Problem: Das Ersatzverfahren kann er dabei nicht nutzen, da es nach seinen Angaben nur bei Notfällen zum Einsatz kommen soll. Substitutionspatienten zählen jedoch als Chroniker.

Forderung nach Ausnahmen

Der Hausarzt führt das Beispiel von Herrn S. an, der bei der AOK Hessen versichert sei. (Name ist der Redaktion bekannt). Seit acht Jahren ist S. in der Substitutionstherapie. Derzeit lebt er in einer Einrichtung für betreutes Wohnen.

Er habe seiner Krankenkasse zwar im November ein Bild eingereicht - jedoch ein Schwarz-weiß-Foto. Mitte Januar habe er darauf eine negative Rückmeldung von der Kasse erhalten, so dass Schmidt-Hestermann ihm nun vorerst Privatrechnungen stellen müsse.

Für den Patienten "eine Katastrophe", betont der Hausarzt. Da schon das Farbfoto eine finanzielle Belastung darstelle - und die Behandlung erst recht. Zwar könne S. die Rechnungen seiner Kasse vorlegen, aber zumindest die Rezeptkosten blieben bei ihm hängen, sagt Schmidt-Hestermann.

Für den Hausarzt führt die Situation ins Dilemma: Er will seine Patienten nicht hängen lassen, wie er sagt, könne aber selbst nur bedingt helfen. Etwa indem er kurzfristig selbst einspringt und die Behandlung erst mal auf die eigene Kappe nimmt.

Oder mit großem Verwaltungsaufwand selbst versucht, die Kasse dazu zu bewegen, eine Einzelfallentscheidung zu treffen. Doch für Schmidt-Hestermann ist das ein Problem, das nicht in Arztpraxen gehört: "Das ist eine Sache zwischen Kasse und Versichertem."

Aus seiner Sicht würden nur "klare Ausnahmeregeln für Patienten in Substitutionsprogrammen" helfen. In seiner Praxis würde es schon reichen, wenn ihm wenigstens bis 30. Juni erlaubt wäre, für seine Patienten das Ersatzverfahren anwenden zu können.

Die AOK Hessen bemängelt dagegen die recht unbestimmte Formulierung, mit der der Gesetzgeber Ausnahmen vom Lichtbild auf der neuen Gesundheitskarte zulässt.

"Kinder unter 15 Jahren sowie Versicherte, denen die Erstellung eines Fotos aus gesundheitlichen Gründen nicht möglich ist", erläutert ein Sprecher der AOK Hessen auf Anfrage, könnten demnach "auch eine Karte ohne Lichtbild erhalten".

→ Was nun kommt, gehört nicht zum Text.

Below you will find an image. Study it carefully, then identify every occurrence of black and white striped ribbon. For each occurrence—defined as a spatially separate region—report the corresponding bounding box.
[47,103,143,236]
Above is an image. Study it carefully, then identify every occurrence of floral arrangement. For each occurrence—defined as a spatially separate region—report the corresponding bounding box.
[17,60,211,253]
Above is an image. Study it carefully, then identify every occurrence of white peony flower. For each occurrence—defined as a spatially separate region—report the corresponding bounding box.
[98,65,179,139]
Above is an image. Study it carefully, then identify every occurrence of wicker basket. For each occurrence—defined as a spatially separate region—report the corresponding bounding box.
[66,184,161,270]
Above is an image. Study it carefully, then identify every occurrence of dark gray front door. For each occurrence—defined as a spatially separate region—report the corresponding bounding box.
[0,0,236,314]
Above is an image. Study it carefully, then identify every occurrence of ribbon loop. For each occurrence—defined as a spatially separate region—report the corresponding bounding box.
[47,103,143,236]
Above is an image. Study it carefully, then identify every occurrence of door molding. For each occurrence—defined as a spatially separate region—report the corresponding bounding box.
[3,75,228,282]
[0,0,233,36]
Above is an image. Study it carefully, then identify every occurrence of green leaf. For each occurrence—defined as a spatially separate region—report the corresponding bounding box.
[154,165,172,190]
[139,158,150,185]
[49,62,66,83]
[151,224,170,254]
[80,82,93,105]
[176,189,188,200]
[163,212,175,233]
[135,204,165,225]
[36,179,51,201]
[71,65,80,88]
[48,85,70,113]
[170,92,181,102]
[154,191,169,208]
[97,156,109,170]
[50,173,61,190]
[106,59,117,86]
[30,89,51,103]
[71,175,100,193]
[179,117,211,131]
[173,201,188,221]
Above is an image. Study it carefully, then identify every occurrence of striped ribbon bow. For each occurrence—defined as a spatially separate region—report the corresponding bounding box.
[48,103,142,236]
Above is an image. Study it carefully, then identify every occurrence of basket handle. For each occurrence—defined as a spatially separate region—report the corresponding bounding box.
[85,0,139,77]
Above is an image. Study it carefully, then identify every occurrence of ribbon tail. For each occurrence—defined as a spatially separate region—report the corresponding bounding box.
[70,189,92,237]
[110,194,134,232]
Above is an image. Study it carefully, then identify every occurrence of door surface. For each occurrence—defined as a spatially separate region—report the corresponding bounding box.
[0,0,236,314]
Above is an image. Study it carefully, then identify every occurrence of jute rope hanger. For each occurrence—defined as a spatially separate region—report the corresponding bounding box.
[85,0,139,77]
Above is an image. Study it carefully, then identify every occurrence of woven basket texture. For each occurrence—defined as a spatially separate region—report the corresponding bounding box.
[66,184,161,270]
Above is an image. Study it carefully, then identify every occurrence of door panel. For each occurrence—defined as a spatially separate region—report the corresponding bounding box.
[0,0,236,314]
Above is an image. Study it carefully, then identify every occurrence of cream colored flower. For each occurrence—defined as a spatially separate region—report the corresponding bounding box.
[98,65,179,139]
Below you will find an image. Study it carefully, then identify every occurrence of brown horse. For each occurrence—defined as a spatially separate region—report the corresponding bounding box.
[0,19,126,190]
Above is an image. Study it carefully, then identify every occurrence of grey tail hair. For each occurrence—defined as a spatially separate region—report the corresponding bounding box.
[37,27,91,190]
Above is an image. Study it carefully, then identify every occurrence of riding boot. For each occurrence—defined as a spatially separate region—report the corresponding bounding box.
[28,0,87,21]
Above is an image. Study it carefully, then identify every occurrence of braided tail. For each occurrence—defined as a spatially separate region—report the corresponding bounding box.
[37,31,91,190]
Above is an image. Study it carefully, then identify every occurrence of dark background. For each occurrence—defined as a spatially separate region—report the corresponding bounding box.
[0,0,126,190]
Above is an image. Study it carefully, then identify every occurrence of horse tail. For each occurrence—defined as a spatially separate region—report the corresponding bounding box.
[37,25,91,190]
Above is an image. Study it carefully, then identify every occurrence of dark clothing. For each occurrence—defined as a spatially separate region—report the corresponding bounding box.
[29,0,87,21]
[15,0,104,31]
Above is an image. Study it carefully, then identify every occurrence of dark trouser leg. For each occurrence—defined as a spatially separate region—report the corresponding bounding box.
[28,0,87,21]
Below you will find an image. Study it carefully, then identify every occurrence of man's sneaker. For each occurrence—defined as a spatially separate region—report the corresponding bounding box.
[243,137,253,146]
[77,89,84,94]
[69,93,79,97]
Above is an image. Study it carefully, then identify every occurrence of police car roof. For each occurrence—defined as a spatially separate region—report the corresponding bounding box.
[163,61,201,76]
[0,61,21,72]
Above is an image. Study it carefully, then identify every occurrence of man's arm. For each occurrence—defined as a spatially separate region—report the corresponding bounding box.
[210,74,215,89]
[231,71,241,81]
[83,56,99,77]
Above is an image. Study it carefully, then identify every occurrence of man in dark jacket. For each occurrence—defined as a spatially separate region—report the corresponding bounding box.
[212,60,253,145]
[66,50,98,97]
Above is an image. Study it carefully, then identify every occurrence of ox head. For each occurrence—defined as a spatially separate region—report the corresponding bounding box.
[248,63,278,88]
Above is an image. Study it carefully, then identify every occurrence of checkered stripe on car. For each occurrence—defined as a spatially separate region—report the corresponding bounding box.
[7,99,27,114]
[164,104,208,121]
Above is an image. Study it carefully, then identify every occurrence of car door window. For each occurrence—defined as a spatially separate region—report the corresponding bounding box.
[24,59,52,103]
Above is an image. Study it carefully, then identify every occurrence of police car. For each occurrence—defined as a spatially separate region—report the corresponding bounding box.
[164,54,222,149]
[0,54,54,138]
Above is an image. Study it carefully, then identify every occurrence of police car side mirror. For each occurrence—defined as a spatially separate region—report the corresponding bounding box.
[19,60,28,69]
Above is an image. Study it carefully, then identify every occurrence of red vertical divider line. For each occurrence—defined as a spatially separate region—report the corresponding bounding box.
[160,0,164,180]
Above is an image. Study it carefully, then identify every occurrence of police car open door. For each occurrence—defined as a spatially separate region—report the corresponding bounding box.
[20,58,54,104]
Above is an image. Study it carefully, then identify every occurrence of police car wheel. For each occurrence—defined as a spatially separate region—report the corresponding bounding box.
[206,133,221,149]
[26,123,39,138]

Diese Vorgabe mache aber eine Einzelfallentscheidung der jeweiligen Kasse nötig.

Kasse setzt auf Dialog

Es sei nachvollziehbar, dass es für Substitutionspatienten eine große Hürde darstellen könne, ein passendes Bild zu besorgen. Die Kasse setzt auf den Dialog: Patient, Betreuer oder Arzt sollten sich bei der Kasse melden. Möglich sei etwa, ein Foto in der Geschäftsstelle erstellen zu lassen.

In Ausnahmefällen könne zudem durchaus das Ersatzverfahren beantragt werden. Das sei zwar kein reguläres Vorgehen, aber auch nicht außergewöhnlich. Ohne Zutun des Arztes geht es zumindest im genannten Fall aber nicht.